WASHINGTON (AP) -- President Barack Obama has a message for the unemployed: More help is on the way.
The president was outlining steps Friday to help the jobless pursue education and training, and keep their unemployment benefits, too.
Currently, people who are out of work and want to go back to school have to give up their monthly unemployment check. And if they decide to return to school, they often don't qualify for federal grants because eligibility is based upon the previous year's income.
The president was announcing the new measures hours after the government reported that the economy shed 539,000 more jobs in April, driving the unemployment rate to 8.9 percent, the highest level since late 1983. Still, it was the fewest jobs lost in six months.
Under the measures Obama was scheduled to outline, according to the White House:
--The Labor Department will encourage states to update rules during economic downturns so that the unemployed can enroll in community colleges and other education or training programs without giving up their benefits.
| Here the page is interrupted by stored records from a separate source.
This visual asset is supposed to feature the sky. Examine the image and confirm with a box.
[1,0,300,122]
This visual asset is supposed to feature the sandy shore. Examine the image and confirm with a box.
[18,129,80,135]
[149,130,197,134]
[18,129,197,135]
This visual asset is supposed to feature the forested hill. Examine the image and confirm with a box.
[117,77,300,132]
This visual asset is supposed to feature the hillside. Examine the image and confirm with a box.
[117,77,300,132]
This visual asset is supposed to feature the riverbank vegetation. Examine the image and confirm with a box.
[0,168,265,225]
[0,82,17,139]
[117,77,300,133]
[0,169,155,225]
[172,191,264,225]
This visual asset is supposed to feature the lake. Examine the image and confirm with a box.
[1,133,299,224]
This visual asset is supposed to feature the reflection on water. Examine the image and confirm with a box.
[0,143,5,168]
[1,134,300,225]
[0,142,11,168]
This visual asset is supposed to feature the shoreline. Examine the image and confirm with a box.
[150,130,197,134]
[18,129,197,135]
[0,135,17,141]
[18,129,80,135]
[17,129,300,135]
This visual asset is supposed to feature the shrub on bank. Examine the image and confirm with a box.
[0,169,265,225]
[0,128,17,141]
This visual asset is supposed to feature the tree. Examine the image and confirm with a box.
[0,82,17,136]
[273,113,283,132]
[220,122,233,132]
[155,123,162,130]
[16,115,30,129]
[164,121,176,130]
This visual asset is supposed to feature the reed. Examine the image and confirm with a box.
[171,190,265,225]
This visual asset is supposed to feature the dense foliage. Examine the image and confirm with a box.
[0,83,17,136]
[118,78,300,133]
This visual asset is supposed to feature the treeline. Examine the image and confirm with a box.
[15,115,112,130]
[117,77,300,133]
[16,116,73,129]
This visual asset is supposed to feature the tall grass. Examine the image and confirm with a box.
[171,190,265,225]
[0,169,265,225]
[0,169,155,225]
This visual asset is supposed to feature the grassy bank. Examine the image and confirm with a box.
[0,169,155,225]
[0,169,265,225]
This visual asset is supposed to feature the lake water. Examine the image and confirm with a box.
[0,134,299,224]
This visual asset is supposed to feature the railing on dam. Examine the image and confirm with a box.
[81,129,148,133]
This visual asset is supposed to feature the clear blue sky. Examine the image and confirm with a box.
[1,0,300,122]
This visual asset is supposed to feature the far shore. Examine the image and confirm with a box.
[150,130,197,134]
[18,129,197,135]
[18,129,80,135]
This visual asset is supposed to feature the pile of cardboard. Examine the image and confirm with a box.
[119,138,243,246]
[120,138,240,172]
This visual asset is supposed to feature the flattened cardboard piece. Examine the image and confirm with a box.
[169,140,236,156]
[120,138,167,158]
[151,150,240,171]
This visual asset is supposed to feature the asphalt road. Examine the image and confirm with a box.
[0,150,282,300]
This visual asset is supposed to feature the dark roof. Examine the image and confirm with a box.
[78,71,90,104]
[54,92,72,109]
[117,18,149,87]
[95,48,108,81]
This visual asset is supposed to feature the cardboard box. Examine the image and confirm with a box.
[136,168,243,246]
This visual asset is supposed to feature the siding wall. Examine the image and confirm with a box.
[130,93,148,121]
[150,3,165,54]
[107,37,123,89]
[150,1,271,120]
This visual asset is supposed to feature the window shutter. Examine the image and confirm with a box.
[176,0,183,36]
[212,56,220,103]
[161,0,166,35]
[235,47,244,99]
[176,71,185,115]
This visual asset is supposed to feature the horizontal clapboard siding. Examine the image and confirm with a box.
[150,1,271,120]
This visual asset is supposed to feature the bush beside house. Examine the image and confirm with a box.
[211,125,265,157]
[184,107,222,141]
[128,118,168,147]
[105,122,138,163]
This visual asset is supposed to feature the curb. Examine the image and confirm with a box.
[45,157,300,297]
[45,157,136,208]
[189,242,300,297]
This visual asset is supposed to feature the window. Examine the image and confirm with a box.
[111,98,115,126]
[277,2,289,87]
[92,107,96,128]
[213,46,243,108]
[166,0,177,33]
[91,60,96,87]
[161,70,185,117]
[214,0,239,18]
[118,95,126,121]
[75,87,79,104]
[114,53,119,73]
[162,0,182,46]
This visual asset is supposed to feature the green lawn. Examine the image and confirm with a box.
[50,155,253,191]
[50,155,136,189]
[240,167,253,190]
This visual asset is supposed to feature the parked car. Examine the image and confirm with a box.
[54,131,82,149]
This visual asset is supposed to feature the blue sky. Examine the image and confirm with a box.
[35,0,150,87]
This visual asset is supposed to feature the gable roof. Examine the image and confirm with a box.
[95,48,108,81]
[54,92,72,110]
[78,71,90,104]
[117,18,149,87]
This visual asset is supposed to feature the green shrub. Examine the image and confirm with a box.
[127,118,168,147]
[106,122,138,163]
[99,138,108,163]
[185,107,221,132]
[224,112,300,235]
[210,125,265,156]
States generally require people who collect unemployment to be actively looking for work, which can make it difficult to sign up for school or job training. Going to school will satisfy the requirement that they be actively seeking new employment.
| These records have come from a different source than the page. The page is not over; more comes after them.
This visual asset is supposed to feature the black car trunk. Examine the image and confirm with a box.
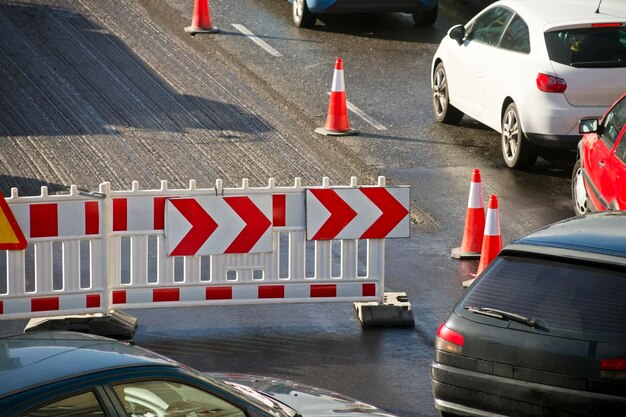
[444,313,601,390]
[442,253,626,394]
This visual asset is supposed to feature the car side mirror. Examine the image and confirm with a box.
[449,25,465,44]
[579,118,599,134]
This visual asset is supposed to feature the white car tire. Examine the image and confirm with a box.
[501,102,537,169]
[432,62,463,124]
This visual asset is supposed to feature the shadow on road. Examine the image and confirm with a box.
[0,2,270,137]
[312,13,446,43]
[0,175,66,197]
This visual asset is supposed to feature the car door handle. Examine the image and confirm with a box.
[599,160,605,168]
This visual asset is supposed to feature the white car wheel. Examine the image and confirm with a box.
[432,62,463,124]
[501,102,537,169]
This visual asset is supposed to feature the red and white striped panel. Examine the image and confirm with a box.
[112,196,171,232]
[271,193,305,229]
[10,201,100,239]
[113,193,305,233]
[0,293,104,319]
[109,281,378,308]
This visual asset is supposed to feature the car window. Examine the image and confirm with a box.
[600,97,626,149]
[615,133,626,163]
[113,380,246,417]
[466,7,514,46]
[458,255,626,336]
[544,27,626,67]
[22,391,105,417]
[499,14,530,53]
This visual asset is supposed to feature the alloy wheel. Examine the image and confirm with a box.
[433,67,448,118]
[502,108,520,163]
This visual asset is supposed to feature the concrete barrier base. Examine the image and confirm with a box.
[354,292,415,328]
[24,310,138,341]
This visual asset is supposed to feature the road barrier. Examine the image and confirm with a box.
[0,177,413,333]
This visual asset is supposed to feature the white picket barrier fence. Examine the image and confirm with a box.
[0,185,107,320]
[1,177,388,321]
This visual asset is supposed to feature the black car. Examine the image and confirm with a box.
[432,212,626,416]
[0,331,398,417]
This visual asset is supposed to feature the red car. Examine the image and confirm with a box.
[572,93,626,215]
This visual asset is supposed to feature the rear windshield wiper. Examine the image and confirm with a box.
[464,305,539,328]
[570,59,624,68]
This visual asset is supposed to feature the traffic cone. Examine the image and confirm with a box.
[315,58,357,136]
[451,169,485,259]
[476,195,502,276]
[185,0,219,35]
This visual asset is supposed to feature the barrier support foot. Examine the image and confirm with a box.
[24,310,138,342]
[354,292,414,328]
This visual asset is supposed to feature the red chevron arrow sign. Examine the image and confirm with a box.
[306,187,410,240]
[165,195,272,256]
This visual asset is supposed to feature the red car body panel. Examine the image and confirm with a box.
[580,94,626,211]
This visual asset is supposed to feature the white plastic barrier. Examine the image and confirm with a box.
[1,177,391,320]
[0,185,106,319]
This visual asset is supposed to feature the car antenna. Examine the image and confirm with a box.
[595,0,602,13]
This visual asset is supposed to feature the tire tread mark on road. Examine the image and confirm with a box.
[1,0,371,191]
[104,0,319,185]
[74,0,288,185]
[81,0,364,186]
[0,2,157,190]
--The Education Department will encourage colleges to increase financial aid packages for the unemployed. Colleges can consider an unemployed worker's situation and make them eligible for Pell Grants, which help low-income students afford college, and other aid. An unemployed person could get a Pell Grant and use it to pay for education or job training without giving up unemployment benefits. Beginning in July, the maximum Pell Grant will be boosted by $500, to $5,350.
"Our unemployment insurance system should no longer be a safety net, but a steppingstone to a new future," Obama said in remarks prepared for delivery Friday. "It should offer folks educational opportunities they wouldn't otherwise have" and give them skills they need to "get ahead when the economy comes back."
Obama has directed Labor Secretary Hilda Solis and Education Secretary Arne Duncan to implement the changes. Both departments also have launched a new Web site, http://www.opportunity.gov, to help get the word out to the public.
States also will send letters to every unemployment recipient describing available training opportunities and financial support.
The $787 billion economic recovery package Obama signed into law in February gave states billions of dollars to provide extended benefits to the unemployed.